The protagonist, Nana, is a young up-from-the-streets courtesan who becomes famous as “la blonde Venus” playing the lead in a fictional operetta, where she appears clothed only in a head-to-toe veil. She can’t act and can’t sing. But she is beautiful, voluptuous and charismatic. Nana is irresistible to wealthy Parisian men of all ages. In the beginning, she wants to find a man who can help support her and buy her suitable gowns and jewelry. But her tastes expand to include mansions, horses, servants – all requiring more and richer men. She becomes more and more grasping, profligate and promiscuous and ruins each of the men in turn until finally creating her own downfall.
The story is vivid, dramatic and quite erotic (without X-rated detail). Most of the chapters in the book detail the happenings at a given event. The opening night at Théâtre des Variétés. A midnight dinner party at Nana’s home. A day at the races, when a filly named Nana owned by one of her admirers miraculously wins the race despite early odds against it. An engagement party for the daughter of Nana’s chief “sugar daddy,” who is about to go bankrupt. The crowd scenes–masses of fashionable people gossiping, chattering, flirting—are especially noteworthy. The first half of the book is a little slow but the second half is full of energy and speeds to the denouement.
You could say that Nana prefigures the celebrity culture of the 21st century. The book is about wealth, sex and society and shows us how the fashionable set lived in Paris in the last few years of the Second Empire. The book was a huge success when it was published in 1879.
Nana on screen
Does Nana sound like a movie? It’s been made into movies four times. I started to watch the one that was available online (streaming on Netflix) and decided I’d rather finish the book. It is the 1982 Italian version (everyone speaks English) directed by Dan Wolman. This Nana is very racy (lots of female nudity) and very loosely based on the novel. I would like to see the 1926 version by Jean Renoir; I’m looking for a DVD.
Also by Zola
Zola, a prolific writer, wrote another book that’s related to the Impressionism/fashion exhibit. Titled Au Bonheur des Dames or The Ladies’ Paradise, it’s set in the world of a department store, an innovation of the 19th century as detailed in some of the Impressionism/fashion displays. The store is modeled after Le Bon Marché (still in business today and owned by LVMH Luxury Group) and details the operations of the department store. Retailing is a part of my business background and so these stories fascinate me. I’ve written about my retailing life in this article about Mr. Selfridge, the PBS series that has a strong Chicago connection. Season two will be showing in 2014.
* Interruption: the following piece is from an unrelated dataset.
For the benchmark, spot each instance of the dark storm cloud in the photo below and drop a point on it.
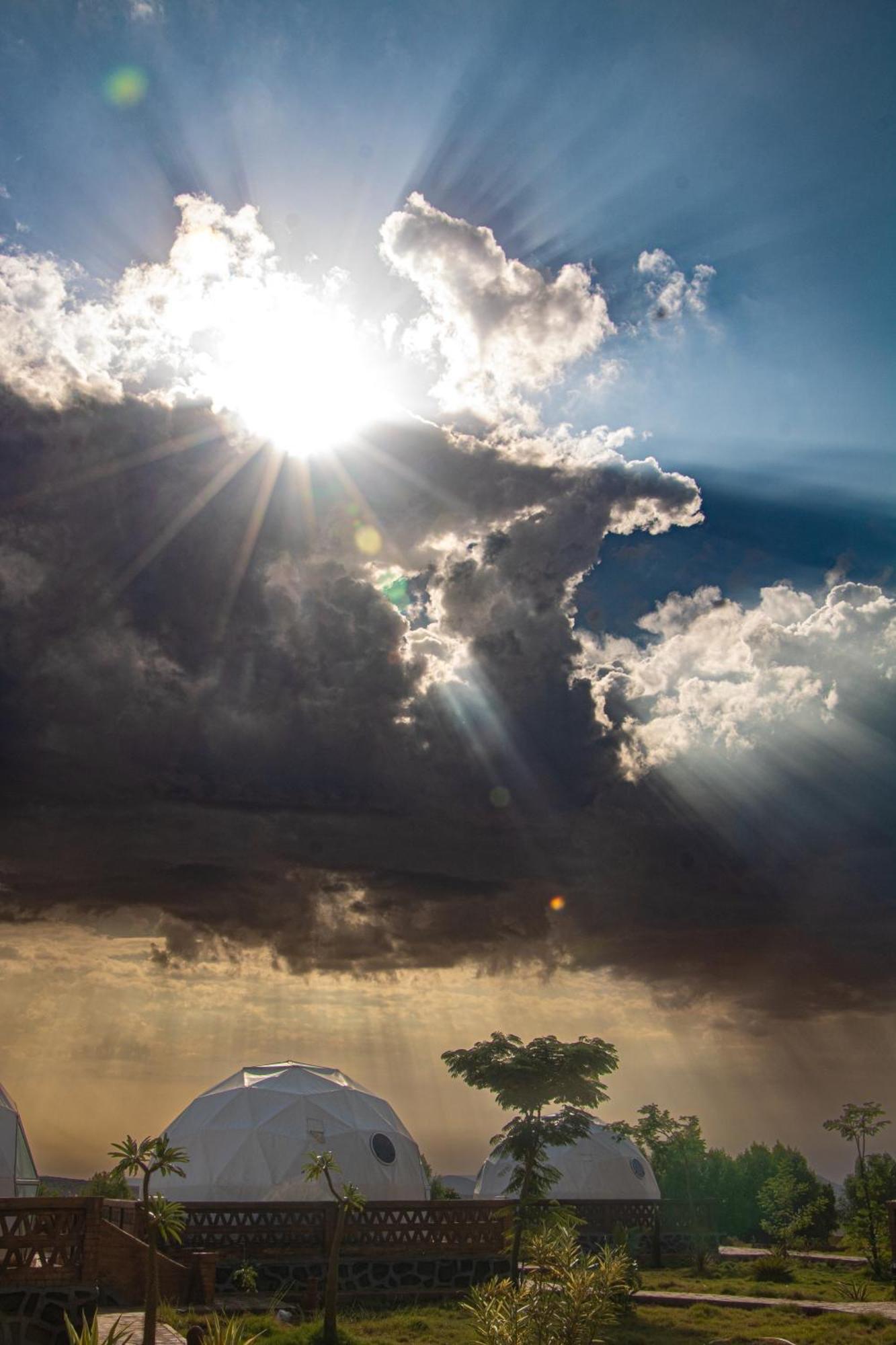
(276, 765)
And one more reading suggestion
Julia Gray, a Chicago writer, has written an excellent article on the strange copyright issues connected to the photography of Vivian Maier, whose work has become famous since her death in 2009. Check out the article at Gapers Block. Gray’s article also describes how Maier’s film, negatives and other photographic possessions were bought in rental storage locker auctions, mainly by three people who have profited from her work in various ways.